Market Realist’s weekly crude inventory and price series, which you can find on our Energy and Power page, also covers weekly changes in distillate inventories.
Higher demand for the fuel means bullish prices, which is a positive for refineries such as Valero (VLO), Marathon Petroleum (MPC), Tesoro (TSO), and Phillips 66 (PSX). All of these companies are components of the Energy Select Sector SPDR ETF (XLE) and make up ~9% of the ETF.
Last week, as of February 9, residential heating oil prices averaged ~$2.91 per gallon, ~11 cents per gallon higher than last week, and ~$1.33 per gallon lower than the price for the corresponding week last year.
Heating oil prices are linked to crude prices.
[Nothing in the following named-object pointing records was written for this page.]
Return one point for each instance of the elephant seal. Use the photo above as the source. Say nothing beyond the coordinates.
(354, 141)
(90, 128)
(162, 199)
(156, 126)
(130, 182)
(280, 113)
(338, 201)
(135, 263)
As crude prices began to fall late last year, so did heating oil prices.
Much like natural gas and propane, heating oil sees an accelerated demand in the winter heating season. This time, however, the National Oceanic and Atmospheric Administration’s (or NOAA) projection of mild temperatures for the remainder of the winter is expected to minimize consumer expenditures on home heating compared to last winter.
Lower crude price forecasts have also resulted in lower projected residential heating oil prices. The EIA expects retail heating oil prices to average $2.96 per gallon this winter—$0.92 per gallon lower compared to last year. An average household that uses heating oil as a primary space heating fuel is expected to spend $1,645 for heating purposes this winter. This is $710 lower than last winter.